FORT LAUDERDALE – Some drivers say it's a never-ending line of traffic on Interstate 95. Even at off-peak hours, the interstate has been known to be packed, frustrating drivers to no end. "It's a catastrophe!" said driver Deborah Brown. "It's the worst experience I ever had!" exclaimed another I-95 driver.
The construction on the interstate in Broward County doesn't help the flow - at least not now, but when it's done it supposed to make things a lot better. Crews are building express toll lanes throughout south Broward, just like the lanes in Miami-Dade.
Jay Weinstein uses those lanes every day. "Generally," Weinstein says, "I would say my experiences have been pretty positive on I-95."
The toll lanes are already in place from the 112 Expressway to the Golden Glades.

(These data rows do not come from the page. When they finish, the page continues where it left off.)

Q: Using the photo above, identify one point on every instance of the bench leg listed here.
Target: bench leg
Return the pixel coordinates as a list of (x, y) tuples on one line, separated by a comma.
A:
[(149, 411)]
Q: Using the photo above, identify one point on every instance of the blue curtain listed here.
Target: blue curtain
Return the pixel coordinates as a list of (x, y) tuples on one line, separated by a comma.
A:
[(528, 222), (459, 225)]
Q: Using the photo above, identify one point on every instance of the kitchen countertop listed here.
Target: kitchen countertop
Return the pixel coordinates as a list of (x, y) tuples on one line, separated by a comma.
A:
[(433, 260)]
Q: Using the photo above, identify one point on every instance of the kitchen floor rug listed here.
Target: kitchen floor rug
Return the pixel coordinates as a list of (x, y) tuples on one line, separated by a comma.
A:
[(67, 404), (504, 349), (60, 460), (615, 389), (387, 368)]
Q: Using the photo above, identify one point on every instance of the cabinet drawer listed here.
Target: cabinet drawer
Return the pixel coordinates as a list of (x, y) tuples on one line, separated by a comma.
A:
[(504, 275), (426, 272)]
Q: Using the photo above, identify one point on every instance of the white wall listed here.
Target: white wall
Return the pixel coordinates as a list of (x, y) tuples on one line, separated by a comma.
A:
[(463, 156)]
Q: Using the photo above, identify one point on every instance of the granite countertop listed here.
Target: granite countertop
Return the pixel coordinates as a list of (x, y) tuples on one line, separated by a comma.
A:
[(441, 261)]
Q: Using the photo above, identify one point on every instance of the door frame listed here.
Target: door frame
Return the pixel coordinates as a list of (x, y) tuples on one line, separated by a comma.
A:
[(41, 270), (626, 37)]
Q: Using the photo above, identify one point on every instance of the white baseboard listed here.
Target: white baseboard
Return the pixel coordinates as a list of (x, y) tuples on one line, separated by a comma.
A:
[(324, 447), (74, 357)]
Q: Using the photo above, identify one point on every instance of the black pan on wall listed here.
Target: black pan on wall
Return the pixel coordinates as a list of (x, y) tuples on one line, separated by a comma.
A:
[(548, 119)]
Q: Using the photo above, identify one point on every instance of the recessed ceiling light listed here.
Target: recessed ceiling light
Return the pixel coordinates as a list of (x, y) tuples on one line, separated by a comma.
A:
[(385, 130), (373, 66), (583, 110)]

Construction is underway from the Golden Glades to Broward Boulevard. When the project is done, it will stretch from just above downtown Miami to Downtown Fort Lauderdale. "I think that's a good idea," Weinstein continued. "I think it's been positive in Miami-Dade County. I think it will be helpful to drivers in Broward as well."

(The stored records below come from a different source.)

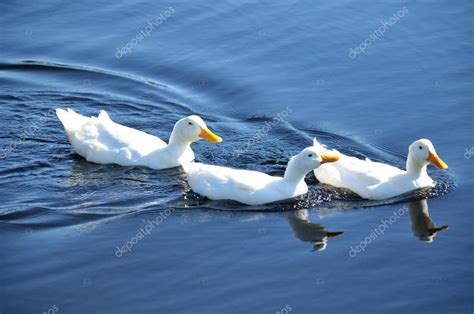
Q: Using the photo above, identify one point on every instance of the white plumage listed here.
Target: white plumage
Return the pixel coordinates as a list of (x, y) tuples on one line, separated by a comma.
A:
[(101, 140), (375, 180), (253, 187)]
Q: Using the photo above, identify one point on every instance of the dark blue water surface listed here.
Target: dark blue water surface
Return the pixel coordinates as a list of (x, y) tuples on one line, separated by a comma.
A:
[(238, 64)]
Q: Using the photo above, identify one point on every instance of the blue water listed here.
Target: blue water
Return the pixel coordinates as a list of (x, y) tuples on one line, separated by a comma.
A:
[(238, 65)]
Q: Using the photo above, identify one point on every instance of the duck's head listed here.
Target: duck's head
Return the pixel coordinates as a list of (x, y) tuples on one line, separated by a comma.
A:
[(309, 159), (192, 129), (422, 152)]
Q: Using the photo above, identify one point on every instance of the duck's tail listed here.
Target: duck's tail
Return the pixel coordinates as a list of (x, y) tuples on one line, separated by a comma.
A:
[(71, 120)]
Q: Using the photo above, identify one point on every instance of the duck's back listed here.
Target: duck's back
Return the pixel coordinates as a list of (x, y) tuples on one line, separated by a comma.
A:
[(367, 178), (245, 186)]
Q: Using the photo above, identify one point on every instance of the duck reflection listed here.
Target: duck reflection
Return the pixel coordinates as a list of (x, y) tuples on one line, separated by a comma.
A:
[(307, 231), (422, 225)]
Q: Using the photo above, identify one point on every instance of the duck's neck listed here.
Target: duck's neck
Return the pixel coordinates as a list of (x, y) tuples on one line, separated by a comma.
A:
[(293, 174), (416, 169)]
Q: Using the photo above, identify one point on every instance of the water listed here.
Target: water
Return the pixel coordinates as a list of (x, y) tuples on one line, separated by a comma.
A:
[(63, 221)]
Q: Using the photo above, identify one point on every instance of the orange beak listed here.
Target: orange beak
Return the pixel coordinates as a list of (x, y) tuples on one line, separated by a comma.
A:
[(436, 161), (329, 158), (209, 136)]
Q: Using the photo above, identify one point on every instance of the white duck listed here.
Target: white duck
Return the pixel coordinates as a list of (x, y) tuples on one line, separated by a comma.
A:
[(101, 140), (253, 187), (377, 181)]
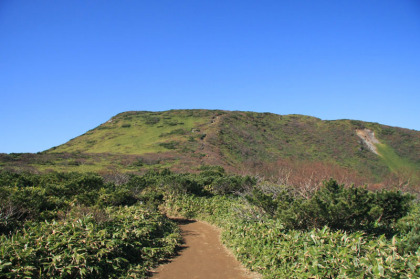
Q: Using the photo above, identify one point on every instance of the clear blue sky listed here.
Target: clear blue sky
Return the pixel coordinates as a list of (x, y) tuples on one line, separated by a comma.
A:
[(68, 66)]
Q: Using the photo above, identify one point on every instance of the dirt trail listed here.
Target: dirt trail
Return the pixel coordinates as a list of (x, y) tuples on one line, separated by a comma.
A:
[(202, 256)]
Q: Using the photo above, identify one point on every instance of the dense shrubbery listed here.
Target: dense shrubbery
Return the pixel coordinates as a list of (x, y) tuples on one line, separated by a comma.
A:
[(70, 225), (335, 206), (120, 242), (267, 246)]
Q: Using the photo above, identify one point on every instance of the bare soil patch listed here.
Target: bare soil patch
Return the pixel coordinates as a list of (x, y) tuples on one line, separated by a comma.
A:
[(202, 256)]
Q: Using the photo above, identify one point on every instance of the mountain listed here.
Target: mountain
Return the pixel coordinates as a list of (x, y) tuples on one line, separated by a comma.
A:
[(264, 144)]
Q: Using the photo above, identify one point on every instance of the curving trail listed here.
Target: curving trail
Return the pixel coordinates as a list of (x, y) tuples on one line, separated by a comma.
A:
[(202, 256)]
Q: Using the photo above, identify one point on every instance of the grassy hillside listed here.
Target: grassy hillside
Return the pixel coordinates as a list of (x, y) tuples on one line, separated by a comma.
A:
[(242, 142)]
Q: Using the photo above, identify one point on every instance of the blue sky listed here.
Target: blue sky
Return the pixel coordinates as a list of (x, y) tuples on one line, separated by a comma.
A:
[(68, 66)]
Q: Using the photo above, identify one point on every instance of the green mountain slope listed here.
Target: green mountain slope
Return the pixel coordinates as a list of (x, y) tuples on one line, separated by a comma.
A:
[(241, 142)]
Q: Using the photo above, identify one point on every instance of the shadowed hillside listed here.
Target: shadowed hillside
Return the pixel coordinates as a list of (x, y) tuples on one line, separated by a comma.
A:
[(287, 147)]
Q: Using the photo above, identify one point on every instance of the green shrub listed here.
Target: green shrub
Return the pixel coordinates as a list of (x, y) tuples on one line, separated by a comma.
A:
[(126, 244)]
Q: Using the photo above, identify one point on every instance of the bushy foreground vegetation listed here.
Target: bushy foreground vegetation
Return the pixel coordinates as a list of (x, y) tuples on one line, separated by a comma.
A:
[(83, 225), (267, 246), (77, 226)]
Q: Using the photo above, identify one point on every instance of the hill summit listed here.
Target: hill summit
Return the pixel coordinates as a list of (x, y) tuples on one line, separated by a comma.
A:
[(264, 144)]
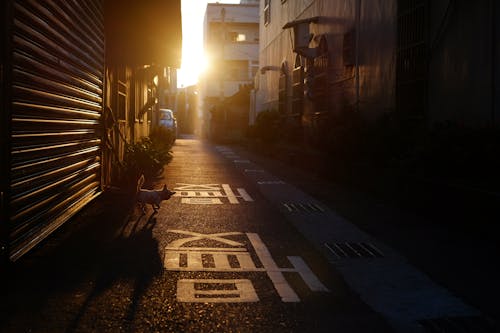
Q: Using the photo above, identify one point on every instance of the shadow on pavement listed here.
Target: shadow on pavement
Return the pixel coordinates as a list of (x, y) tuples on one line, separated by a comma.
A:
[(67, 278)]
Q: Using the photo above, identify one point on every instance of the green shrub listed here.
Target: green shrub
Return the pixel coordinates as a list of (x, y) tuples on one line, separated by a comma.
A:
[(146, 157)]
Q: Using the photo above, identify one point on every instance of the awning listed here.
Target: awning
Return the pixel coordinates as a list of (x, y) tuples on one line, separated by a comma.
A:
[(143, 32)]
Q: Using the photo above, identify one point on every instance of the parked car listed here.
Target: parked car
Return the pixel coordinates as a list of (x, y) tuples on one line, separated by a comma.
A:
[(167, 119)]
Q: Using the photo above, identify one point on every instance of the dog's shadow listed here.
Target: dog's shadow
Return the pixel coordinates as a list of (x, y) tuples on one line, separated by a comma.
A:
[(133, 256)]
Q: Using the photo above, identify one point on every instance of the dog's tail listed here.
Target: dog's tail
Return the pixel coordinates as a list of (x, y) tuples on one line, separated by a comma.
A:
[(140, 182)]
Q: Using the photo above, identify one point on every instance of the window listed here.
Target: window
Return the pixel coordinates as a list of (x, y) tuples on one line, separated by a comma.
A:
[(267, 12), (236, 37)]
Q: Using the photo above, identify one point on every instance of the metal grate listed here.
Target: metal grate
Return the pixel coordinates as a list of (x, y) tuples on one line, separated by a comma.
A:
[(354, 250), (462, 324), (303, 208)]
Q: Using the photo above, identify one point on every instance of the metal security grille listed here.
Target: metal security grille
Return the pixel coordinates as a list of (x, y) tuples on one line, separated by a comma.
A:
[(412, 58), (303, 207), (476, 324), (55, 104), (354, 250)]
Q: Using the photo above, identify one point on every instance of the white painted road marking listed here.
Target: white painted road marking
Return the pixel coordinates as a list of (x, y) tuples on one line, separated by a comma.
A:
[(179, 257), (209, 194), (241, 290)]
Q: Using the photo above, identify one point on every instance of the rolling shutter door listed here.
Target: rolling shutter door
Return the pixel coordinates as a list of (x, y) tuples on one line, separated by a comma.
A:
[(56, 106)]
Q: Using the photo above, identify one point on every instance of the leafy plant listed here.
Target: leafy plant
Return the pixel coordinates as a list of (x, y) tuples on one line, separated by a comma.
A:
[(146, 157), (267, 125)]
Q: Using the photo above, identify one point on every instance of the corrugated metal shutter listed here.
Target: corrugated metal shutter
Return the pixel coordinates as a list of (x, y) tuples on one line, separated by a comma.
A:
[(57, 91)]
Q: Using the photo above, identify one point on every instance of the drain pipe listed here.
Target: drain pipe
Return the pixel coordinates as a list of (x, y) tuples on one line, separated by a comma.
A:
[(493, 59)]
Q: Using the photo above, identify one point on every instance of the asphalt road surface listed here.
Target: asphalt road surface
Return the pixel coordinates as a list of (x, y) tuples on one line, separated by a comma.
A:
[(236, 249)]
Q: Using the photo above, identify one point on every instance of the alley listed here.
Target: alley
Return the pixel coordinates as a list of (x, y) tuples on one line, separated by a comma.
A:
[(217, 257)]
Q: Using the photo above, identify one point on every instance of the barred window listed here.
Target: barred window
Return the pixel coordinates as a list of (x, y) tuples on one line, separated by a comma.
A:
[(267, 12)]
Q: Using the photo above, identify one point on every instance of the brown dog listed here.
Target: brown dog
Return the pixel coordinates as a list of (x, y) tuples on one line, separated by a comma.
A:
[(152, 197)]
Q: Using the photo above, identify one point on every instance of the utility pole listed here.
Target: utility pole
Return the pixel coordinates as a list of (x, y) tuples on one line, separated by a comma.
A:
[(223, 41)]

The U.S. Secretary of Transportation was in South Florida touring the project along with several South Florida congressional members including Representative Alcee Hastings, Debbie Wasserman Schultz and Lois Frankel.
They're pushing the President's call for more projects that improve infrastructure and get traffic moving better than it does now.

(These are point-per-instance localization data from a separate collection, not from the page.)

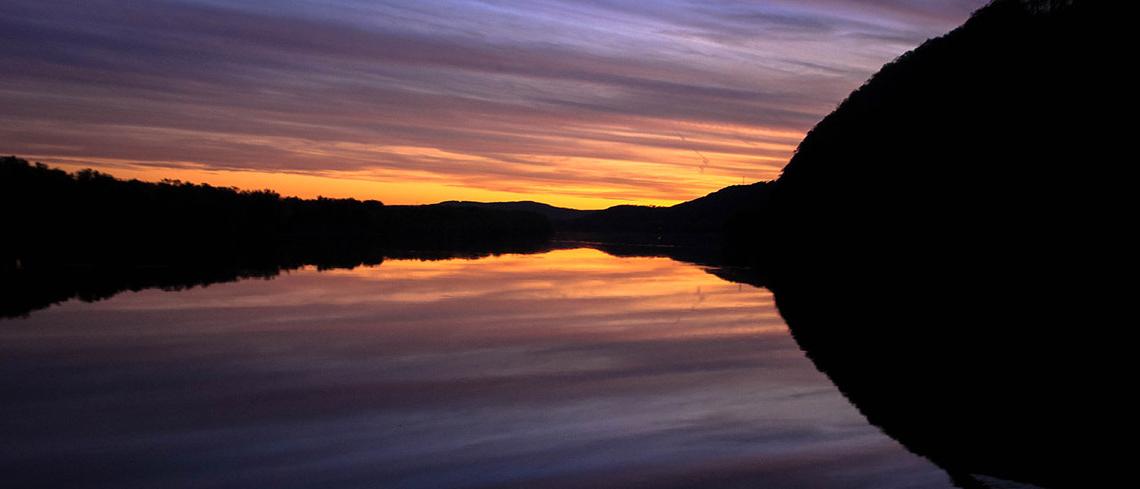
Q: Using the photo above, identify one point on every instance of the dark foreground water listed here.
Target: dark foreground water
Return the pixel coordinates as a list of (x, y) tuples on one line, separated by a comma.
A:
[(570, 368)]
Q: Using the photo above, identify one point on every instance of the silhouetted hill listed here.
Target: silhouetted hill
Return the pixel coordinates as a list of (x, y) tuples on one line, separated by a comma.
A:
[(54, 218), (951, 244), (708, 214), (551, 212)]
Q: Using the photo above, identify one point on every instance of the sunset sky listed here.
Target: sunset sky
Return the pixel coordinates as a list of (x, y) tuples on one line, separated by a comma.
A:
[(584, 104)]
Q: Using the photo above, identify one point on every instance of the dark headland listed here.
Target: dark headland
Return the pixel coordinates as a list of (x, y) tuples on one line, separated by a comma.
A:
[(951, 245)]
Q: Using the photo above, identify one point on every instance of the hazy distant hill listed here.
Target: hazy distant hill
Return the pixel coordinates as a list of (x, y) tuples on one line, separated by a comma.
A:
[(710, 214), (55, 218), (550, 211)]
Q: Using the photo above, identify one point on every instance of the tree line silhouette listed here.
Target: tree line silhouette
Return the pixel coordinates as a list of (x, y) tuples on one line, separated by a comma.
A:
[(88, 218)]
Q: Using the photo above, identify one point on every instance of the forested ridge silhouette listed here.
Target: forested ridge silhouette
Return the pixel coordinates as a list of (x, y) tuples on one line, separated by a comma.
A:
[(54, 217)]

"There are lots of moms and dads who miss tucking their kids into bed at night," said U.S. Representative Debbie Wasserman Schultz from Weston, "or don't get home for dinner with the family because they are mired in frustrating traffic."
When complete, the lanes will work like they do in Miami-Dade County, buses and carpools will ride for free and others will pay tolls that get more expensive as traffic builds. The idea is to make traffic move better in both free and toll lanes.
Not everyone's sold on the idea. "They can just expand the roads, give us more lanes," suggests Brown. "Just make it wider. But the tolls, I don't agree with the tolls."
The second phase of the 95 Express project in Broward County should be complete later in 2014 and the rest of the project by April of 2015, said officials to CBS4's Ted Scouten.
Officials added recent numbers show, by 2030, traffic volumes on I-95 could exceed 360,000 vehicles per day.
After that, crews will begin adding toll lanes from Broward Boulevard to Delray Beach.
Eventually, the lanes will stretch up to West Palm Beach.